Producers Handbook

Protecting Under 18s and Harm and Offence

Key Points

  • Due care must be taken over the welfare and the dignity of people under eighteen who take part or are otherwise involved in Channel 4 programmes. This is irrespective of any consent given by the participant or by a parent, guardian or other person over the age of eighteen in loco parentis.
  • People under eighteen must not be caused unjustified distress or anxiety by their involvement in programmes or by the broadcast of those programmes.
  • Under 18s must be protected from potentially harmful and offensive material. One of the main ways of achieving this is through the appropriate scheduling of programmes.
  • The watershed is 9 pm.

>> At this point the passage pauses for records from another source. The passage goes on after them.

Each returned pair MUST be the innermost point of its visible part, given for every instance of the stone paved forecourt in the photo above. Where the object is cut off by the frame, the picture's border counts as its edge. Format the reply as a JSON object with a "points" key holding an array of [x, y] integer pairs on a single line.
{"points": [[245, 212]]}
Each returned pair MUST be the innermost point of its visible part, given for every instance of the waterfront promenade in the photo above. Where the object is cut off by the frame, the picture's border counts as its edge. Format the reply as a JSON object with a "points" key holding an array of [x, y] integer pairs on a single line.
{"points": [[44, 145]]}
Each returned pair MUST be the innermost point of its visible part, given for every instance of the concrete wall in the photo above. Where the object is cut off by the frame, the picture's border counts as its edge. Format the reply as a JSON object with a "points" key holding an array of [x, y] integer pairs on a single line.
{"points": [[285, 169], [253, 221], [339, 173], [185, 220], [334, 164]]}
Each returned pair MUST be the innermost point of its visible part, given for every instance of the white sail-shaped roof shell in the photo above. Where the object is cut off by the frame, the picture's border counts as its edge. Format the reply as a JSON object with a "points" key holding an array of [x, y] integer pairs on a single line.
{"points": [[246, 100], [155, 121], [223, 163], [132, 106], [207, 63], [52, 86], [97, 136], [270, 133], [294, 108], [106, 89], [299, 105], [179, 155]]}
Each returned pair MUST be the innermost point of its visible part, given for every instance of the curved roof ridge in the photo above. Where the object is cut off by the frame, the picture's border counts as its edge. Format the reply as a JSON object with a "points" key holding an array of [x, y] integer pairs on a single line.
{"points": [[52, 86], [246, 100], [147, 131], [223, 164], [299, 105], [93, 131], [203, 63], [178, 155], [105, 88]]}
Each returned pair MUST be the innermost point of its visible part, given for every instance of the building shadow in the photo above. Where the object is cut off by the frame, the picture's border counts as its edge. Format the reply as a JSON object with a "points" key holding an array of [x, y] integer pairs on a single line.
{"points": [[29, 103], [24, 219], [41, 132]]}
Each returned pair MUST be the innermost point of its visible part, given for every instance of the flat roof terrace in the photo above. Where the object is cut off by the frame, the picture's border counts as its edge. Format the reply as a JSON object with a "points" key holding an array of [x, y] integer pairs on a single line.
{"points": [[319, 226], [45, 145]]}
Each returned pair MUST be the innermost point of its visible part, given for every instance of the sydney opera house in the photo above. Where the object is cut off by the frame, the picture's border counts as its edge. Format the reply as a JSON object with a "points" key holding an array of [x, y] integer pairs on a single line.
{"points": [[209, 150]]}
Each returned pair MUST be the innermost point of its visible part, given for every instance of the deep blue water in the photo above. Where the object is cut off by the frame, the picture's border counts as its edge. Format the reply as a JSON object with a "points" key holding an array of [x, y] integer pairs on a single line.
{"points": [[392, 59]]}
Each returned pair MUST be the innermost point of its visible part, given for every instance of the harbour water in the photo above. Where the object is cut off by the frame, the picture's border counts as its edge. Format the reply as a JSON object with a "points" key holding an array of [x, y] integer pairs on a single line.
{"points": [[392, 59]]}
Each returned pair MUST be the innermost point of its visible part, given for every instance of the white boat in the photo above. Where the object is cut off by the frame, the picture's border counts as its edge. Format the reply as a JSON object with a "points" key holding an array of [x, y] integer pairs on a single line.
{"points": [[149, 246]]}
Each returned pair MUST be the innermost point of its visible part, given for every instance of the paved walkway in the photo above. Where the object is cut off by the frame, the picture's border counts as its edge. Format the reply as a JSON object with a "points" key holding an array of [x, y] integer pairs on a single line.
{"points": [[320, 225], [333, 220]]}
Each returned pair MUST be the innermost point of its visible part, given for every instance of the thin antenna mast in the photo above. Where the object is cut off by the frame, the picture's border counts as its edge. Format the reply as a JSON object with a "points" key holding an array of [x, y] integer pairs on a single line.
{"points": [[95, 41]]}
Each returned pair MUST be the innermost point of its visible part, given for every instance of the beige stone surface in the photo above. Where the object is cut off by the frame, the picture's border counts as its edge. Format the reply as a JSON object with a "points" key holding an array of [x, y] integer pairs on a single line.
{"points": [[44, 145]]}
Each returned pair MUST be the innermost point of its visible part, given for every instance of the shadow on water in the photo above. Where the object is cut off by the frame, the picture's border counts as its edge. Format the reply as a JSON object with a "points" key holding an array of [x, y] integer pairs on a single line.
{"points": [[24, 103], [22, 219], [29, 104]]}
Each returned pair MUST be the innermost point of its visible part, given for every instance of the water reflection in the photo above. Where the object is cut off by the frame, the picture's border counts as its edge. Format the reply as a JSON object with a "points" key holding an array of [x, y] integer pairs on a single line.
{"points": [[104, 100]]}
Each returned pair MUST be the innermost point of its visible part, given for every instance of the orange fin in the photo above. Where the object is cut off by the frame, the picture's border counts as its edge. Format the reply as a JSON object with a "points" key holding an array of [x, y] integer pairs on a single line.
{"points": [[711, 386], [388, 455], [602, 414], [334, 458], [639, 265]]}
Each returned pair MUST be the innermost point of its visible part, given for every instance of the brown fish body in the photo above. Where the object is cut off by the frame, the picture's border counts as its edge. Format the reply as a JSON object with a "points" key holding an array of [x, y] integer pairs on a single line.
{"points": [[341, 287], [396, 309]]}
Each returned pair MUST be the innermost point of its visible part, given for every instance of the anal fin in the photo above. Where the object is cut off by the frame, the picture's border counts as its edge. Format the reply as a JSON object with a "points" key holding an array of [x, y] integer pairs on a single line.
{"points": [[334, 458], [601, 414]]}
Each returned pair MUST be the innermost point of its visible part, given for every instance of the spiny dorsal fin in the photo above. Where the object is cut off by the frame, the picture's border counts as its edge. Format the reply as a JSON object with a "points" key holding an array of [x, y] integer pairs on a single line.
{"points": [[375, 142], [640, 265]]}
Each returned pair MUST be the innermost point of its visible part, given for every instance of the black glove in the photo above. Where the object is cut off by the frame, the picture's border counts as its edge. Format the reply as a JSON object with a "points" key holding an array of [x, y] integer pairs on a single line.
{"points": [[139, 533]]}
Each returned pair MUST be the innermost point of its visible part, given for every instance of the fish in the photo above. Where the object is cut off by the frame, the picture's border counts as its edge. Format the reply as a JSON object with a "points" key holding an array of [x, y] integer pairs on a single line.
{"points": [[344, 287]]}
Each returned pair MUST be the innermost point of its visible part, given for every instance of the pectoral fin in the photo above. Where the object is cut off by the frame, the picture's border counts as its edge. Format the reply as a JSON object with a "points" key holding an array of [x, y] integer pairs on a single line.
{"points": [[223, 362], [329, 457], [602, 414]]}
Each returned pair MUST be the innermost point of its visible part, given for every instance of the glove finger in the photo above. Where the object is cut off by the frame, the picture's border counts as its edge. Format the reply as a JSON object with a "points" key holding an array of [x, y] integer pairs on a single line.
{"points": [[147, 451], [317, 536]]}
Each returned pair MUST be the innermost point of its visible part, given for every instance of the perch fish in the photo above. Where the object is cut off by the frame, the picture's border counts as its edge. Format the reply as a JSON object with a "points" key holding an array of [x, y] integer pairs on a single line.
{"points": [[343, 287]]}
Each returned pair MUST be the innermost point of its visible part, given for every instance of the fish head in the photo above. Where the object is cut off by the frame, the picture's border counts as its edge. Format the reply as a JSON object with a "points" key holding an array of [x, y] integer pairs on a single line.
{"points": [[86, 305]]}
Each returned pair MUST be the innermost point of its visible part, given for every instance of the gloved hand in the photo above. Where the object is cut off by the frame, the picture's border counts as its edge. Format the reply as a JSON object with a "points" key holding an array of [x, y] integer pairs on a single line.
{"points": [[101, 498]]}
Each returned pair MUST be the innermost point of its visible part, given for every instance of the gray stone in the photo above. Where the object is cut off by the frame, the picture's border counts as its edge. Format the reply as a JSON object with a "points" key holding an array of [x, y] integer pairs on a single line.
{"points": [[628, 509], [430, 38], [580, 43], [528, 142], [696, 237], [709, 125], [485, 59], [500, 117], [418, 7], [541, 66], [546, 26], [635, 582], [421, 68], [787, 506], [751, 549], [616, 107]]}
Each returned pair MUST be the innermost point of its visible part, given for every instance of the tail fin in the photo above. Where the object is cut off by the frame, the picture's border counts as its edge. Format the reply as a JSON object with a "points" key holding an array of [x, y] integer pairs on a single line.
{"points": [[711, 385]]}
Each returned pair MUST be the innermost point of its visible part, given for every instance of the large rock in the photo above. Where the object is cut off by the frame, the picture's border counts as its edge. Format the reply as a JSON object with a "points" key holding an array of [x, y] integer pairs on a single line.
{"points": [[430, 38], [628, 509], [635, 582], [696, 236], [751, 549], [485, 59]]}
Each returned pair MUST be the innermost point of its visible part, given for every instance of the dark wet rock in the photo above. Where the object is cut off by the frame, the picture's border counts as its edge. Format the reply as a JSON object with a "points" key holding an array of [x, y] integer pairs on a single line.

Nothing unsuitable for children should, in general, be shown before 9pm or after 5.30 am. After 9 pm, there should then be a gradual transition to more adult material, not an abrupt change.
  • Potentially harmful or offensive material includes strong language, violence, and sexual behaviour. Its inclusion must be justified editorially and by the context.
  • Viewers should be forewarned of potentially harmful or offensive material so they can understand the context and make their own informed choices including about what they and their children watch. This may require adding footage that provides context, voice over, on-air pre-transmission warnings and/or support information at the end of the programme.
  • Programmes must be true, accurate and not materially misleading.
  • Programmes should not condone or glamorise violent, dangerous or seriously anti-social behaviour, especially where it is likely to encourage others to copy such behaviour.
  • Any discriminatory treatment or language for example on grounds of age, disability, gender, race, religion, beliefs and sexuality must be justified by the context. Nothing transmitted should be intended or likely to stir up racial hatred.
  • Programmes should show respect for human dignity. In news and factual programmes, showing people in distress and in sensitive situations requires clear editorial justification. In entertainment programmes, consideration must be given to humour based on the plight or misfortune of real-life individuals, which again must be justifiable editorially and by the context.
  • There are specific rules regarding programmes including exorcism, the occult and the paranormal.